I recently did some PowerBI work using Azure Table Storage. In the query editor, it seemed that each table I pulled in from Azure Tables had a very similar process.:

  1. Get the list of tables available for the storage account.
  2. Select a table
  3. Select the Content of the table (excluding the RowKey, PartitionKey, and timestamp columns)
  4. Expand the columns in the Content
  5. Rename the columns

Azure table column names don’t allow spaces, but they are case-sensitive, so I found that if I was careful to use PascalCasing in my Azure Table columns (which I am careful to do in any storage container), I could adapt the steps above to make a function that would do all those things for me, just by providing the name of the account and the name of the table.

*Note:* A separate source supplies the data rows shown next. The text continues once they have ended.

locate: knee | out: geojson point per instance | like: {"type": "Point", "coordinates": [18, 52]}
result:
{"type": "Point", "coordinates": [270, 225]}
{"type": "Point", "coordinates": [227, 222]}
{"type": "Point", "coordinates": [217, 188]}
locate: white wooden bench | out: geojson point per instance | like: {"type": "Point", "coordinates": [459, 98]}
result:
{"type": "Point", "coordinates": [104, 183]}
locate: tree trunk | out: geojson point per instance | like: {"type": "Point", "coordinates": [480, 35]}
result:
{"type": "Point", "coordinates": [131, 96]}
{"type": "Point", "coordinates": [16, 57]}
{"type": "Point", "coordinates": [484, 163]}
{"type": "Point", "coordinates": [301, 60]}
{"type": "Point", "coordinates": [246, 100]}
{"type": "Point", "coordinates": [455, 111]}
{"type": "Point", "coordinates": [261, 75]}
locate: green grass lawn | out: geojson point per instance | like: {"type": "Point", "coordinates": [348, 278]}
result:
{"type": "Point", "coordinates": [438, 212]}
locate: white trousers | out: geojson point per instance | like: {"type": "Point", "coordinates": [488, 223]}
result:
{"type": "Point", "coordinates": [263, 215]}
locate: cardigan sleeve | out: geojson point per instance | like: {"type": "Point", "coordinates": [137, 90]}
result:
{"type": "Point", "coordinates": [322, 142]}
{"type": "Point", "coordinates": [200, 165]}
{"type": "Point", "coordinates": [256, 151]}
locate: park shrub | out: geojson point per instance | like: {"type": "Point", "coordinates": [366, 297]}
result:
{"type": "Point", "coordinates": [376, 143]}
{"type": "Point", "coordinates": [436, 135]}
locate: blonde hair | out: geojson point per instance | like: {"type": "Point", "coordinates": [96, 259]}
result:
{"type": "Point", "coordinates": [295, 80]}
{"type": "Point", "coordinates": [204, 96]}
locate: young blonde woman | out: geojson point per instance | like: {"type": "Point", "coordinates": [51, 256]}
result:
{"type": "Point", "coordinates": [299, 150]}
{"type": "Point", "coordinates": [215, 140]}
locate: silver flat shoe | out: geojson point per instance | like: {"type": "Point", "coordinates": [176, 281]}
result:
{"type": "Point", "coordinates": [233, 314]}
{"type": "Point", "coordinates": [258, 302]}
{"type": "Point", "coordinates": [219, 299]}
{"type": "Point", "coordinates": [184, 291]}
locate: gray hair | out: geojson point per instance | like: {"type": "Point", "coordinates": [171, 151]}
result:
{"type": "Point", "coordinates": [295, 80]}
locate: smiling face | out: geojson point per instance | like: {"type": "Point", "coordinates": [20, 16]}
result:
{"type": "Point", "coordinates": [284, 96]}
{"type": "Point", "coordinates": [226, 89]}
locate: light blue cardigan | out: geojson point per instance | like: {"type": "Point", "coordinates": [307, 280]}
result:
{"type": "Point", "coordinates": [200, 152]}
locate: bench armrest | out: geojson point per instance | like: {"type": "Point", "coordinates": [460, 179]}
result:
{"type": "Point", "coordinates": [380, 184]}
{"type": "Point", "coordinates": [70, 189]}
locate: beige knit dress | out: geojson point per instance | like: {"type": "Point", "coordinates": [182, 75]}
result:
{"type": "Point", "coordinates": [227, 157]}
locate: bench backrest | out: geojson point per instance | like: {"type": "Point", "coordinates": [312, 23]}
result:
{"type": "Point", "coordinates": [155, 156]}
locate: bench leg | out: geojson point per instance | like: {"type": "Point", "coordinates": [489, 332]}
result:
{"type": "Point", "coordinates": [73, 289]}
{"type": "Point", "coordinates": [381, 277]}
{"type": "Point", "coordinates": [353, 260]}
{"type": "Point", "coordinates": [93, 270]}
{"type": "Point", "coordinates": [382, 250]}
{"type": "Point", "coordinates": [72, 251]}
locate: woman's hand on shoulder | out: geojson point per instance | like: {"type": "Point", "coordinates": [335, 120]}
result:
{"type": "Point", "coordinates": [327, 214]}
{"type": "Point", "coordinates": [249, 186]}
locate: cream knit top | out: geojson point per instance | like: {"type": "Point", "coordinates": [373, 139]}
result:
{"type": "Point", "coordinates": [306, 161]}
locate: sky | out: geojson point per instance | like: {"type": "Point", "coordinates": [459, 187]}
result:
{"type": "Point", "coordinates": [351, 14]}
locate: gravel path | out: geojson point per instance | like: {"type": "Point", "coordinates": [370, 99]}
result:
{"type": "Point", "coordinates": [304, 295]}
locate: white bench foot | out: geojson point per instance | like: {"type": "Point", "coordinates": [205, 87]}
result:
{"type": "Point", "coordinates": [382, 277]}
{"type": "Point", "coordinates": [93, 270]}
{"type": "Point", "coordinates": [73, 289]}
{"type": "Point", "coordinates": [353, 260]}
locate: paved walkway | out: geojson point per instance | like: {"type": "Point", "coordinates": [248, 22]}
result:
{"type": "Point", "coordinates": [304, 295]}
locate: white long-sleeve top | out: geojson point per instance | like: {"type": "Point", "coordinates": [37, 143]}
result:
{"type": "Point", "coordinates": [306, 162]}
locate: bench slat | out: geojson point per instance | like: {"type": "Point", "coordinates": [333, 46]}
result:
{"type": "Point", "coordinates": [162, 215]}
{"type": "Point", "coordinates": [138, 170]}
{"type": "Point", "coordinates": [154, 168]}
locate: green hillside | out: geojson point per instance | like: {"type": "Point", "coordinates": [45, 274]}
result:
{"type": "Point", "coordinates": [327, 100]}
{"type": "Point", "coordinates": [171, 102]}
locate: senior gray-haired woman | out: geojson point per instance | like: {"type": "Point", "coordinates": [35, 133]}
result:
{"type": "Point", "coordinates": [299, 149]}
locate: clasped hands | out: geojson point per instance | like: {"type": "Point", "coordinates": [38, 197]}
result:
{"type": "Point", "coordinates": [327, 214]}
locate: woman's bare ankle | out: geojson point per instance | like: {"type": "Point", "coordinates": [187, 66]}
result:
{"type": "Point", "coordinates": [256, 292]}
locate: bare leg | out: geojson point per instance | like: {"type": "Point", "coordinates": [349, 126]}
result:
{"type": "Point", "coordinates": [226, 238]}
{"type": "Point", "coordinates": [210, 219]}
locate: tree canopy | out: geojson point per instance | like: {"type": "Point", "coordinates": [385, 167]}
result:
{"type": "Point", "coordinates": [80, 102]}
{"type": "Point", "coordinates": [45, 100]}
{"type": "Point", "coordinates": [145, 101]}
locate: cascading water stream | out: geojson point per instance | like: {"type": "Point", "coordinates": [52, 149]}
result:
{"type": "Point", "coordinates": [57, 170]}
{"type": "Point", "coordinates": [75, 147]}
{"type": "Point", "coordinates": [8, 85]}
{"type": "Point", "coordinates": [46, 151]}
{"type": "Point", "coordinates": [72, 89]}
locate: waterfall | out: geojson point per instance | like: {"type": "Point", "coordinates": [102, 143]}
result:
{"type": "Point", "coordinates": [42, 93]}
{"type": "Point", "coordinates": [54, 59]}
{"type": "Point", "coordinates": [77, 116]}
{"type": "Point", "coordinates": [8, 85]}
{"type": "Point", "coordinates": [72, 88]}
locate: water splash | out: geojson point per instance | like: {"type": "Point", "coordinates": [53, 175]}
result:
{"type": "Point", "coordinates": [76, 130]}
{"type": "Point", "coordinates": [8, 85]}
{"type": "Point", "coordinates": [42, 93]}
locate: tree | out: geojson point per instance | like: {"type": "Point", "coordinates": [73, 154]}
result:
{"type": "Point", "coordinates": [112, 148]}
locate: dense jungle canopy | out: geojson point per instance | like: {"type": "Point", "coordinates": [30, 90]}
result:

let GetAzTable = (account as text, table as text) =>
  Source = AzureStorage.Tables(account),
  Table1 = Source{[Name=table]}[Data],
  ContentOnly = Table.SelectColumns(Table1,{"Content"}),
  ColumnName = Table.ColumnNames(ContentOnly){0},
  Content = Table.Column(Table.FirstN(ContentOnly,100),ColumnName),
  ColumnsToExpand = List.Distinct(List.Combine(List.Transform(Content,
    each if _ is record then Record.FieldNames(_) else {}))),
  NewColumnNames = List.Transform(ColumnsToExpand, each NewColumnName(_)),
  ExpandedContent = Table.ExpandRecordColumn(ContentOnly, ColumnName, ColumnsToExpand,NewColumnNames)
in GetAzTable

In this code, I reference another function that generates the new “nice” column name based on the column name in the Azure table. This function doesn’t do the name formatting, but it determines if a column should get a nice name or not. I use a naming convention for columns that are meant to be used internally – either as a join key or for a sort column, or for a measure calculation. This function returns the column name “as is” if it follows the naming convention for internal columns, or calls the function GetPascalName to make it a “nice” name.

let NewColumnName = (colName as text) as text =>
  Source = if Text.EndsWith(colName, "Key") or Text.EndsWith(colName,"Num") or Text.EndsWith(colName, "Sort") or Text.EndsWith(colName,"SortOrder") or colName = Text.Upper(colName) then colName else GetPascalName(colName)
in NewColumnName

Here is the cool code:

let PascalName = (pascalName as text) as text =>
  Source = Text.ToList(pascalName),
  Caps = { "A" .. "Z" },
  NewSource = List.Combine(List.Transform(Source, (x) => if List.PositionOf(Caps, x) >= 0 then {" ",x} else {x})),
  result = Text.Trim(Text.Combine(NewSource, ""))
in PascalName

This code takes a text value and turns it into a list (of individual characters). Then it recombines the list of characters, adding a space before each capital letter. Finally, it trims the leading space.

This isn’t perfect by all means – it could be improved by only putting a space in front of the first capital in a series of capitals. A column named “FTPUrl” will come back as “F T P Url”. (Note that I’ve already caught the case of a column with ALLCAPS in the NewColumnName function.) Just looking at this edge case, I think the algorithm would need to put a space before the first and the last capital in a series of capitals (” FTP Url”, trimmed to “FTP Url”).